Steve Wooledge, Vice President of Product Marketing at MapR, said he sees Hadoop-based data lakes and data hubs becoming the norm in enterprise data architectures in 2015, and self-service data exploration going mainstream.

“Hadoop as a data hub or data lake is a very standard and introductory use case for most organizations,” said Wooledge. “Companies are not sure what value there may be in untapped data sources, such as machine logs from the data center, social media, or mobile interactional data, but they want to harness the data and look for new insights, which they can inject into business processes and operationalize.

Schroeder agreed.

“In 2015, data lakes will evolve as organizations move from batch to real-time processing and integrate file-based, Hadoop, and database engines into their large-scale processing platforms. In other words, it’s not about large-scale storage in a data lake to support bigger queries and reports. The big trend in 2015 will be around the continuous access and processing of events and data in real time to gain constant awareness and take immediate action.”

Ron Bodkin, founder and CEO of Think Big Analytics, said Hadoop will outgrow MapReduce in the coming year and Spark will grow in importance.

“One of the first things that we can expect from 2015 is that Hadoop clusters will start to benefit from other programming models besides MapReduce to deal with large data sets,” he said. “We already saw YARN begin to gain momentum in 2014 when it got across-the-board support from distribution providers like Cloudera as well as Hortonworks. Expect that this investment will begin to pay off in 2015 as more customers start leveraging YARN’s ability to support alternative execution engines, such as Apache Spark.”

Now that Hadoop has matured and gained widespread adoption, Bodkin said that the coming year could see late adopters finally feeling bold enough to embrace Hadoop.

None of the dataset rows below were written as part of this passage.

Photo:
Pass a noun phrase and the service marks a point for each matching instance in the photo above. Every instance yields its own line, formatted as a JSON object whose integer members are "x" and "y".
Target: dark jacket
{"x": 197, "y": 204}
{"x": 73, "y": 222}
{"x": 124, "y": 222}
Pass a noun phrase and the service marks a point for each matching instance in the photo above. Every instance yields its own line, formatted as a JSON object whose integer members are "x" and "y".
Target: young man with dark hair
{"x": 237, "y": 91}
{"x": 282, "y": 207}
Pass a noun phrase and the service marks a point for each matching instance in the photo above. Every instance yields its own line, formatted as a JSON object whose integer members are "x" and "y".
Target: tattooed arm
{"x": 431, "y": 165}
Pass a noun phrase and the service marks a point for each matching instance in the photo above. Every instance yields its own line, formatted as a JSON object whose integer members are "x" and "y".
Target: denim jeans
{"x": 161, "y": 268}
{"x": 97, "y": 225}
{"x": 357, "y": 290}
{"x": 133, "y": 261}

“Hadoop has long since broken free of its web giant and ad tech heritage, penetrating most industries – notably music as streaming became ubiquitous,” said Bodkin. “In 2015, even late adopters will turn their attention to Hadoop, so expect an uptick in cost-driven implementations around better storage and faster load-times: SAN/NAS augmentation, ETL offload, and mainframe conversions.”

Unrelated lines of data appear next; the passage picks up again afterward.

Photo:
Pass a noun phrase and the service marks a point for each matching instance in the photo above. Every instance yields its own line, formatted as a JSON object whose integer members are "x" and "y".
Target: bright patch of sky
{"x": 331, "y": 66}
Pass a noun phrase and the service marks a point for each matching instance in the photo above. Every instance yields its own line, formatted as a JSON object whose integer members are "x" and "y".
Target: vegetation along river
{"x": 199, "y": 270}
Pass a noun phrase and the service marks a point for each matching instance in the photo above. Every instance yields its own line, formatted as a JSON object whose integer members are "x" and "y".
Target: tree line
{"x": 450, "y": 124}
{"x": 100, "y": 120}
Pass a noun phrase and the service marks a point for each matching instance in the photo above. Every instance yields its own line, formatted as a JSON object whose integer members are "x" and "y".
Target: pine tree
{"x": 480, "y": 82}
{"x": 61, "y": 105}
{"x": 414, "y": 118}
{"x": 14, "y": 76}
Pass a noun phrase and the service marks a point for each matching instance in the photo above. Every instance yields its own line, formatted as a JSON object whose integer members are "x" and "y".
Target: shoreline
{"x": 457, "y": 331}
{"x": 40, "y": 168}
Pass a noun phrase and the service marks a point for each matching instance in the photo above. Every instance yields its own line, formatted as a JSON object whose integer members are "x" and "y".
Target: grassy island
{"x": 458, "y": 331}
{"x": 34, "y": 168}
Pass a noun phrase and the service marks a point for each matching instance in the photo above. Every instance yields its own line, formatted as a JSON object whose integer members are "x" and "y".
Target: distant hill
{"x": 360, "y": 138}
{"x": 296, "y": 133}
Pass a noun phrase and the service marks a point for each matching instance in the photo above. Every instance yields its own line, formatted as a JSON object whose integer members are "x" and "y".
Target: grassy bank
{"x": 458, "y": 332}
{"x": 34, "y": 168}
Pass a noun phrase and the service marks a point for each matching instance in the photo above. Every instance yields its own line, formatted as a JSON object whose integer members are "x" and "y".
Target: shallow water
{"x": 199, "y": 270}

Monte Zweben, co-founder and CEO of Splice Machine, sees Hadoop evolving in the direction of concurrent applications in 2015.

“Concurrent Hadoop-based applications will become more prevalent in 2015 because of their ability to access real-time data and process transactions like a traditional RDBMS,” he added. “Emerging technologies that allow concurrent transactions on Hadoop enable data scientists and applications to work with more recent and accurate information instead of data that is hours or days old from batch processing. This is a major step in Hadoop’s ongoing evolution to meet the needs of businesses with mission-critical database applications that are having trouble cost-effectively scaling to meet higher data volumes.”“Big data has bloomed in 2014 as enterprises have invested in platforms like Hadoop. As we enter 2015, getting more out of those initial big data investments will grow as a top priority for businesses,” Zweben said. “Increased competitive pressures and the current appetite for real-time information no longer allows for the old model of waiting for data scientists to take hours or days to generate insights based on out-of-date information. New developments in the Hadoop platform can power applications that can act on insights now, instead of later, and with more recent data.